S’affranchir de son passé, ce n’est pas absoudre ceux qui ont pu commettre des crimes. Ce n’est pas oublier. Bien au contraire ! S’affranchir du passé, c’est connaître l’histoire et être fier de ce que l’on est aujourd’hui, fier aussi du fait que de l’autre côté de l’Atlantique, une culture afro-américaine a fleuri, dans la musique, les arts, les lettres. Déracinée, elle s’est réinventée. C’est cette fameuse Harlem renaissance dont parlait Langston Hughes qui, par un effet miroir, inspira notamment Léopold Sédar Senghor dans l’affirmation de la négritude.

S’affranchir de son passé, c’est aussi se tourner avec enthousiasme vers l’avenir. Il ne s’agit pas tant de vivre dans l’idée d’une réparation – comme disait le grand poète martiniquais, descendant d’esclaves, Aimé Césaire, l’esclavage est « irréparable » – que de regarder vers demain, c’est-à-dire renforcer les liens entre nos deux continents, de part et d’autre de la Méditerranée.

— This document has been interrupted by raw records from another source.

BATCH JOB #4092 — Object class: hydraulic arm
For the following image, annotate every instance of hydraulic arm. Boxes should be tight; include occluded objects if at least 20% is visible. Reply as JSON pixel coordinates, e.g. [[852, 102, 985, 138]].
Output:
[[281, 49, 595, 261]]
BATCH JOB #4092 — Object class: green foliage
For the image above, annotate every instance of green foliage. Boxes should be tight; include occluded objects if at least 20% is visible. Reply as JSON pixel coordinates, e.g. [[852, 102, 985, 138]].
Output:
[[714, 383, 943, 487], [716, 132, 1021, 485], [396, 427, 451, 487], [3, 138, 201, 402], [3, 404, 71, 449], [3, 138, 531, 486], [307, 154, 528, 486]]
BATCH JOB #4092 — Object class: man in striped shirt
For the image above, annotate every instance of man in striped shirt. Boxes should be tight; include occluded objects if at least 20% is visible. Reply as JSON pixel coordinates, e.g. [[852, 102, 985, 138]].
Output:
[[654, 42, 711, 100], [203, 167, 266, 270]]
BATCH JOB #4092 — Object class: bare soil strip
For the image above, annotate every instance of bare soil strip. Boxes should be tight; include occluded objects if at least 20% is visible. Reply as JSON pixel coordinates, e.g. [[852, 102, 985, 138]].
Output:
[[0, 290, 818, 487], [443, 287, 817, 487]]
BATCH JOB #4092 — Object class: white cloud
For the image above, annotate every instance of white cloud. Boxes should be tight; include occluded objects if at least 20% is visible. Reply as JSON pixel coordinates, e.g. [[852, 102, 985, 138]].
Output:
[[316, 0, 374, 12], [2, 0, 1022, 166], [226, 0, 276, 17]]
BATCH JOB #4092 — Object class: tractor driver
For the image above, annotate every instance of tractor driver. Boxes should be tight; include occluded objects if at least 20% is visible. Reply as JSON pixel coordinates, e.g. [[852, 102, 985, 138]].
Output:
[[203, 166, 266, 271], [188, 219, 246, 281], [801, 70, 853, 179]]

C’est pour cela que je propose la création d’un « Erasmus euro-africain » – à qui il faudra trouver un nom – pour que les jeunes africains et les jeunes européens puissent venir étudier les uns chez les autres, se rencontrer, échanger, apprendre ensemble.

C’est pour cela aussi qu’il faut soutenir la jeunesse africaine qui entreprend, comme je l’ai fait en juin dernier, en recevant les 100 jeunes chefs d’entreprise lauréats de l’Institut Choiseul, issus de 44 pays africains, anglophones et francophones. Il reste tant à faire pour bâtir des ponts entre nos deux continents.

L’avenir de l’Afrique est plein de promesses. Elle est notre horizon. L’Afrique d’aujourd’hui et celle de demain, c’est une Afrique qui crée, qui innove.

L’Afrique n’est pas en train de se relever : elle est debout, fermement installée dans l’Histoire. Ma conviction, c’est que la France, et l’Europe doivent se tenir à ses côtés, pour bâtir ensemble le monde de demain.

Manuel Valls est premier ministre depuis le 31 mars 2014.